Di sela jendela angin mengintip lalu masuk perlahan memikul debu bertebangan. Dari
layar yang sedari tadi hitam karena kursos yang berjam-jam tidak sanggup aku
gerakan, muncul sesosok bayangan keabu-abuan. Kamu terbaring dalam lelap, entah
bermimpi apa.
Sepi. Ah, kenapa kamu tidak bangun saja? Lalu menemani aku berbincang
tentang banyak hal seperti biasanya. Mungkin seketika itu bohlam ide muncul di
atas kepalaku untuk menyelesaikan semuanya sebelum deadline tiba. Aku berbalik
mencari-cari jurus untuk membangunkanmu dengan satu kata. Ternyata tak mudah. Berakhir
pada memandangimu yang terpejam.
Dadamu
berdedup teratur. Samar-samar membentuk irama bersama hatiku yang makin ngilu. Selalu
saja aku mati lemas melihat jiwamu yang melayang-layang dalam tidur pulas.
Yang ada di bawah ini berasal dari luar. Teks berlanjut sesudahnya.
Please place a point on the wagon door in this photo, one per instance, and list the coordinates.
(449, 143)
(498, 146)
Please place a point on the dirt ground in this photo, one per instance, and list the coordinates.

Nafasmu
lirih malu-malu mirip lagu yang kamu buat tentang aku yang masih kamu pandang
dari jauh dulu. Wajahmu bergaris-garis bekas cap bantal namun masih saja
semanis kue cokelat pada 14 Februari itu. Jari-jarimu saling tergenggam di atas perut
seperti orang berdoa. Kamu yang membuatku percaya betapa sakralnya sebuah perayaan.
Seperti sekotak kado ulang tahun pertama
setelah belasan tahunku tanpa ritual apa-apa. Lengkap dengan tulisanmu yang
masih saja berantakan. Hingga kewajiban tanpa kesepakatan untuk mencium tangan
yang tak pernah absen kita lakukan untuk melepas kamu pulang tiap malam.
Baiklah, otakku sudah terpasung di antara kepuasan atas pencapaian
memilikimu hingga hari ini. Ribuan tawa, sejumput luka, cemburu-cemburu kecilmu,
serta sedikit risihku pada perempuan yang genit dengan banyak cara, semua sudah,
dan hati tetap saja sama.
Kita sepakat bahwa pertemuan seperti bulir bening yang muncul dari mata
air dan jatuh cinta adalah sebuah air terjun dari atas ke bawah. Lalu dia akan
menemukan alirannya. Tapi pada satu titik dia akan berhenti mengalir dan
menjadi keruh. Aku bisa berkata”Cukup”. Untuk membuat riak,
kamu juga pasti sanggup. Begitu banyak air terjun, tapi padamu aku basah kuyup.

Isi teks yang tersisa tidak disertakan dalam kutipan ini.